SINGAPORE ? Oil declined in Asian trade Tuesday amid fading euphoria over better-than-expected US jobs data, analysts said.
New York's main contract, light sweet crude for April delivery, was off 32 cents to $81.55 a barrel.
Brent North Sea crude for April delivery eased 23 cents to $80.24.
Oil struggled Monday to extend last week's rally, which was driven by encouraging numbers from the US Labor Department showing a smaller-than-expected fall in non-farm payrolls of 36,000 in February.
Analysts were predicting about 67,000 job losses for last month.
"There was a lack of significant fresh news to drive the oil price strongly in either direction," analysts from the Commonwealth Bank of Australia said in a report.

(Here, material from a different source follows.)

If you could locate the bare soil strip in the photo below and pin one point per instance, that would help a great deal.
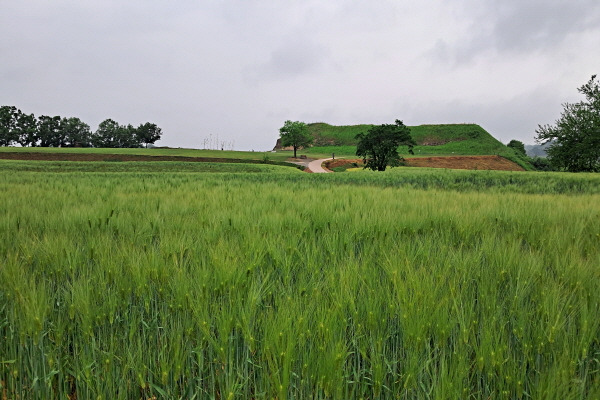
(452, 162)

Analyst Mike Fitzpatrick at MF Global noted that actual supply and demand data for oil remained weak.
"All this points to the possibility of corrective selling," he added.
Fitzpatrick also said that the Greece debt crisis continued to haunt the market.
"Perhaps the sight of Greek Prime Minister (George) Papandreou going hat in hand to European capitals seeking help has made investors uneasy," he said.
The oil market, meanwhile, weighed weekend comments from Saudi Arabia's King Abdullah, who said that his key crude-producing nation would maintain its moderate policies.
"The kingdom has continued to be moderate in its approach to the global oil situation," Abdullah said in his annual address to the Shura Council, the country's consultative assembly.
The statement from the Saudi king came amid rising concern that US-led sanctions against Iran over its controversial nuclear program could disrupt global oil markets.
With Saudi production hovering at around nine million barrels a day, Saudi Arabia is by far the OPEC cartel's largest single oil supplier and the key swing producer, adding or reducing output to moderate sharp swings in the market.